Nasa unveils lunar racer car that will take Moon astronauts to destinations ‘unreachable’ by foot

The new buggies will be fully autonomous and able to withstand temperatures between 100°C and -240°C.

NASA has revealed the designs for its next lunar buggies that will be used in its upcoming Moon missions.

Built by US startup Intuitive Machines, the self-driving ‘Moon RACER’ is capable of transporting people and cargo across the surface of the Moon.

The Moon RACER, which stands for Reusable Autonomous Crewed Exploration Rover, was backed with $30 million for development.

The Lunar Roving Vehicle (LRV) is a modern take on the 1970s 'Moon Buggy' which was driven by Apollo astronauts.

'This vehicle will greatly increase our astronauts’ ability to explore and conduct science on the lunar surface while also serving as a science platform between crewed missions,' said Vanessa Wyche, director of NASA’s Johnson Space Center in Houston, Texas.


The introduction of such transportation on the Moon marks a 'large paradigm shift for the lunar economy', as pointed out by DARPA program manager Michael Nayak.

The first Artemis crewed mission is expected to land on the Moon in 2026, and so, NASA aims to deploy the lunar vehicles ready for March 2030.

'We look forward to the development of the Artemis generation lunar exploration vehicle to help us advance what we learn at the Moon,' Wyche continued.

The US space agency has also accepted other lunar terrain vehicle (LTV) designs built by Lunar Outpost and Venturi Astrolab.

All of these must feature autonomous capabilities so that NASA can use them without the need for onboard astronauts.

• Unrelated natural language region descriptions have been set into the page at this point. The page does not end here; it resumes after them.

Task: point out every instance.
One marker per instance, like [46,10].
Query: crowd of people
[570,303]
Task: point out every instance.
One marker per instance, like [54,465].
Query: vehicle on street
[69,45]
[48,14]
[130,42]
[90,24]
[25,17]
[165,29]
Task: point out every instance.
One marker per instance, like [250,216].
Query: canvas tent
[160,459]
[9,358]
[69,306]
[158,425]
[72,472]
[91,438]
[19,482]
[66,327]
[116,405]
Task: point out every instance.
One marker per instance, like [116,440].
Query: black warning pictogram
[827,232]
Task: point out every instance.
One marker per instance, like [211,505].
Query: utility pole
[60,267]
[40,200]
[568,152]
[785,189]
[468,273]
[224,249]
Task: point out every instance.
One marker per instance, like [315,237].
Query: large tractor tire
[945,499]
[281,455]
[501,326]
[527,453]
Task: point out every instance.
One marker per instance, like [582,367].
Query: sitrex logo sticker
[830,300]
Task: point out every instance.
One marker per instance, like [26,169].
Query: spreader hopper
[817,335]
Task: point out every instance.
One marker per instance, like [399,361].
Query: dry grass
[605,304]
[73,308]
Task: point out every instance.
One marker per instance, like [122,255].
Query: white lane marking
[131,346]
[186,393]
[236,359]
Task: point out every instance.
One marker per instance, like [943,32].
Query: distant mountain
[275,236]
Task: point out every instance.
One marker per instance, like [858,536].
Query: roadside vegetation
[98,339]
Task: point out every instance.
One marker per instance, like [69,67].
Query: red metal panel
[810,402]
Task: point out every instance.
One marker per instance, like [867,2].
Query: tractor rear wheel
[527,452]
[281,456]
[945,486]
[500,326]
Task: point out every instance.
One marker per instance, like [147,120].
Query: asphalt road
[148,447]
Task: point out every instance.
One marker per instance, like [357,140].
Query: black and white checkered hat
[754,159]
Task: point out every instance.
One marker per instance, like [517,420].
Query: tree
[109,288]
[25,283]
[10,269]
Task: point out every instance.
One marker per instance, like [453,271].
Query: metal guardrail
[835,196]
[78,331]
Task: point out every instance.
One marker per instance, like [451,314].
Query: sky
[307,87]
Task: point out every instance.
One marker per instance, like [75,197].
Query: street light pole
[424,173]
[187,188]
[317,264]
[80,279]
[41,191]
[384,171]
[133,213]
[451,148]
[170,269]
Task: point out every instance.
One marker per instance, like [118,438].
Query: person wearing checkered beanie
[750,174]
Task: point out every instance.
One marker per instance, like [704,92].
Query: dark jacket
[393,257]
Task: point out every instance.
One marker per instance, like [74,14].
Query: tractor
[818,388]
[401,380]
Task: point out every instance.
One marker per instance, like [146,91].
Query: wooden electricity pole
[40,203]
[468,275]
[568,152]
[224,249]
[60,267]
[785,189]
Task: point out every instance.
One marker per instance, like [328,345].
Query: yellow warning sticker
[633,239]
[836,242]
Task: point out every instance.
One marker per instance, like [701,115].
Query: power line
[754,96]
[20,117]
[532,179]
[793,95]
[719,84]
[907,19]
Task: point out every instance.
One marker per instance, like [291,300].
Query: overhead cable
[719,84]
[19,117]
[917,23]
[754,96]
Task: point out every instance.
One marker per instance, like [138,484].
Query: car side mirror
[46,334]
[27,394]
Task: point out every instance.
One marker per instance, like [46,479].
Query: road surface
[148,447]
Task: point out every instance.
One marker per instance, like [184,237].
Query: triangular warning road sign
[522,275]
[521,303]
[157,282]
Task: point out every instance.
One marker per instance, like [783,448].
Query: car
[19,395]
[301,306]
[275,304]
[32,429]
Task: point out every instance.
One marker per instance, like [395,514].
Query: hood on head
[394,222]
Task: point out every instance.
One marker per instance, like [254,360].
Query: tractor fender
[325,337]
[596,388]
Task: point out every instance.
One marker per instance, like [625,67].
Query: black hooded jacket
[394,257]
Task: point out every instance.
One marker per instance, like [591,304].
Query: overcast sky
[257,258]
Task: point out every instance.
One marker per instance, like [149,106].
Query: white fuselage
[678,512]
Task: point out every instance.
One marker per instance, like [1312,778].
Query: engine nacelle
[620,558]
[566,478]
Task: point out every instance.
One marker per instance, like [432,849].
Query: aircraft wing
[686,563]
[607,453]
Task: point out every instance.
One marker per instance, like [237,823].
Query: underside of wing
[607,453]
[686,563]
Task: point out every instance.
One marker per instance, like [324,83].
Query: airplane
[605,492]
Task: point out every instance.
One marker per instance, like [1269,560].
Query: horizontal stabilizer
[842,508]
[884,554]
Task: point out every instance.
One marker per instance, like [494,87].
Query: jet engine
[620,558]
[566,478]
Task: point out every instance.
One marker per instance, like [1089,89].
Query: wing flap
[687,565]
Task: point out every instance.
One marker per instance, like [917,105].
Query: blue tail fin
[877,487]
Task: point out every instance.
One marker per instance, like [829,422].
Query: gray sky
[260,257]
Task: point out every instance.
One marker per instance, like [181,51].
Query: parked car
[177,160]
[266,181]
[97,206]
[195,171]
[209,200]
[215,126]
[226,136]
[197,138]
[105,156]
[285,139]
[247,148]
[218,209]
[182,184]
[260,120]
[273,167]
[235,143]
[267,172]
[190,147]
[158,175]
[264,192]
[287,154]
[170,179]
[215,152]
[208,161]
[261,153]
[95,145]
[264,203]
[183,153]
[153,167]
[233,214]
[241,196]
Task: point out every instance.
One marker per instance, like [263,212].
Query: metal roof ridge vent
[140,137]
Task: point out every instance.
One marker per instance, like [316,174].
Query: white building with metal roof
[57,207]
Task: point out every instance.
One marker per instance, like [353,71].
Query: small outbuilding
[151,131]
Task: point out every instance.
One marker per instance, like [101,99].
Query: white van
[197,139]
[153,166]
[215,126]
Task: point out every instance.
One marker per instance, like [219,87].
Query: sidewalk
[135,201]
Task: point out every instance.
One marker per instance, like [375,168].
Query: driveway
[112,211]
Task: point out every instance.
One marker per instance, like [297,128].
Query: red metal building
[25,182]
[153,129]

Jacob Bleacher, chief exploration scientist in the Exploration Systems Development Mission Directorate at NASA’s Washington headquarters, said: 'We will use the LTV to travel to locations we might not otherwise be able to reach on foot, increasing our ability to explore and make new scientific discoveries.

xia yuan/Getty
xia yuan/Getty

'With the Artemis crewed missions, and during remote operations when there is not a crew on the surface, we are enabling science and discovery on the Moon year around.'

The new rovers will need to be engineered to endure extreme temperatures that range from 212 F and -400 F (100 °C and -240 °C) at the Moon’s South Pole. They must also be able to withstand radiation and operate through two weeks of total darkness each month.

These upcoming projects show the criticality of surface mobility for 'humanity’s future in space,' as put by Justin Cyrus, CEO of Lunar Outpost.